B1.6 Rental housing energy efficiency baseline *
Pass ordinance to require rental units to meet baseline levels of energy efficiency and make the requirements more stringent over time.
Ann Arbor’s housing code has included weatherization and insulation requirements for rental housing since 1985.
Boulder’s SmartRegs ordinance required all standard long-term rental housing in the city to meet a basic energy efficiency standard by Jan. 1, 2019 as part of their rental housing licensing program. According to the ACEEE’s Mayor’s Toolkit (p. 11), by the end of 2019 22,500 of Boulder’s 23,000 licensed rental units were in compliance. The average upgrade cost has been $3,022 per unit, of which an average of $579 was paid by rebates. (The program has not worked well for some landlords, though.)

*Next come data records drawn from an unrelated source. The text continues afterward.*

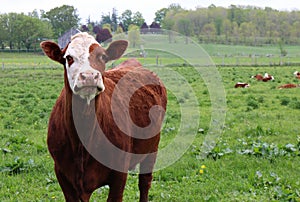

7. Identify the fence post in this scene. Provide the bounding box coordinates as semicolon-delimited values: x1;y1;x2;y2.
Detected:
2;62;4;70
222;56;225;66
236;57;240;66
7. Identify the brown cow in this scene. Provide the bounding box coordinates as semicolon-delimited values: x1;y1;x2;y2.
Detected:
251;73;274;82
40;32;167;202
234;82;250;88
293;71;300;79
278;83;300;89
251;73;263;81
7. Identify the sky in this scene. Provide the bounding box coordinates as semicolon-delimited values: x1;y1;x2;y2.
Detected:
1;0;300;24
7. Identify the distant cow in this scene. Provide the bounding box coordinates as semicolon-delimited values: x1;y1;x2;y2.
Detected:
278;83;300;89
293;71;300;79
251;73;274;82
234;82;250;88
251;73;263;81
40;32;167;202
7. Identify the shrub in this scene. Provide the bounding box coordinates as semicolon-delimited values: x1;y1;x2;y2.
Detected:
247;99;259;109
280;97;290;106
289;100;300;109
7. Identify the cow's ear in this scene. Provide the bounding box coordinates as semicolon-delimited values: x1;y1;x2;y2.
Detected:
105;40;128;62
40;41;66;65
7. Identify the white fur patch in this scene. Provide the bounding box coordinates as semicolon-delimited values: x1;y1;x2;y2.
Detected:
64;32;104;103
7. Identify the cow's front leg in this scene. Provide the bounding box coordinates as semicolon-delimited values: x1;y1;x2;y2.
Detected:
54;166;80;202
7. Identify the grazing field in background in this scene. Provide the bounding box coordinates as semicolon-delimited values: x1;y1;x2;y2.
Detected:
0;46;300;201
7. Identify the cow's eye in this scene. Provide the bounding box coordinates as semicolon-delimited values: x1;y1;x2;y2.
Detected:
66;55;74;66
101;55;108;62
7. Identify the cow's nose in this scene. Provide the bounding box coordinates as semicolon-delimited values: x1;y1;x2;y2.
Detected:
79;72;100;82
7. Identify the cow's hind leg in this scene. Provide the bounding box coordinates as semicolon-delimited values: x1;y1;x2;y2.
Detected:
138;154;157;202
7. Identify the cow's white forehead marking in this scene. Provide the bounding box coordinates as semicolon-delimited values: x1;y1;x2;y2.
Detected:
65;32;100;59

Burlington Vermont requires ongoing weatherization improvements in rental housing with an energy intensity rating of greater than 50,000 BTUs per square foot as part of the minimum code enforced by the Department of Permitting & Inspections, which includes inspections of every property on a cycle that ranges from one to five years, depending on the performance of the property. Staff prepared a background memo for the discussion of the ordinance.
Austin’s Energy Conservation and Disclosure Ordinance (2008) requires multifamily properties that use 150%+ of average energy use for similar properties to conduct retrofits that lower energy consumption by at least 20%.

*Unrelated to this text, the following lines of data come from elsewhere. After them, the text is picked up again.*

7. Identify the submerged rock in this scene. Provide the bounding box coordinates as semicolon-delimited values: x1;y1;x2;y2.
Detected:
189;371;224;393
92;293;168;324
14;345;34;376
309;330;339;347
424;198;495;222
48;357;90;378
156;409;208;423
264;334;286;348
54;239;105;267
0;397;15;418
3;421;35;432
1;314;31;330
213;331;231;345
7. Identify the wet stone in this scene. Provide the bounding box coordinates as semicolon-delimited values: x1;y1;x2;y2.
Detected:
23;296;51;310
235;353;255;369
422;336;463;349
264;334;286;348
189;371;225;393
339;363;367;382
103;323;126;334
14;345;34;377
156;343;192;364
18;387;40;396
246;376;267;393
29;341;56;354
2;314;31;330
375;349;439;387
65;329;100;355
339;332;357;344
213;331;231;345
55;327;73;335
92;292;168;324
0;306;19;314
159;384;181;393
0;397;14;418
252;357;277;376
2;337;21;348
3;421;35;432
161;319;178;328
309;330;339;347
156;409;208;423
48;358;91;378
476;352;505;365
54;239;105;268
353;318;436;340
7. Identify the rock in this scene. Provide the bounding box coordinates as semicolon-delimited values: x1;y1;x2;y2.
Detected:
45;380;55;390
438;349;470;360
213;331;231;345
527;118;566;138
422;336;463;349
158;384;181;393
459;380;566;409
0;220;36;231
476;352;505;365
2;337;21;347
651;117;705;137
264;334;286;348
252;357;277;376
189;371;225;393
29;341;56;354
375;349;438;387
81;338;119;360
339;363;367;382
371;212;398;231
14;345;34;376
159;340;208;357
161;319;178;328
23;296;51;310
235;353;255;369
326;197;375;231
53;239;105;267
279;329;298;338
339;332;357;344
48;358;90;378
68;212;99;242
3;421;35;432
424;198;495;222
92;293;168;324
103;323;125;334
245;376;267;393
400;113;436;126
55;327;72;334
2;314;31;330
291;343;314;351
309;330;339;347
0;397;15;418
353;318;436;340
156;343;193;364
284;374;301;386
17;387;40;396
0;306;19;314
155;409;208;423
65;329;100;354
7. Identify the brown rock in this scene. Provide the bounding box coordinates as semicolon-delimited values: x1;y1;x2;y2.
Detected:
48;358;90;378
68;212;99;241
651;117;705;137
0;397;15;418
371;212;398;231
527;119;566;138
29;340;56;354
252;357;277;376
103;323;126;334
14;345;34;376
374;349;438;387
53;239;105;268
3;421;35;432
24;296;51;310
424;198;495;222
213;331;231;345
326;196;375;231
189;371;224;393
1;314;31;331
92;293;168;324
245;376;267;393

RCW 82.46.015 and RCW 82.46.037 currently limit jurisdictions’ use of up to a million dollars a year of real estate excise tax (REET) revenue for capital projects if they place “any requirement on landlords, at the time of executing a lease, to perform or provide certain improvements or modifications to real property or fixtures, except if necessary to address an immediate threat to health or safety.” (The RCWs do exempt regulations enacted by local governments pursuant to building code requirements, nuisance regulations, and unfit dwellings provisions from the restrictions.) However, jurisdictions requiring retrofits might simply be able to shift funds from their capital construction budgets with funds from their capital construction budgets to work around this limitation.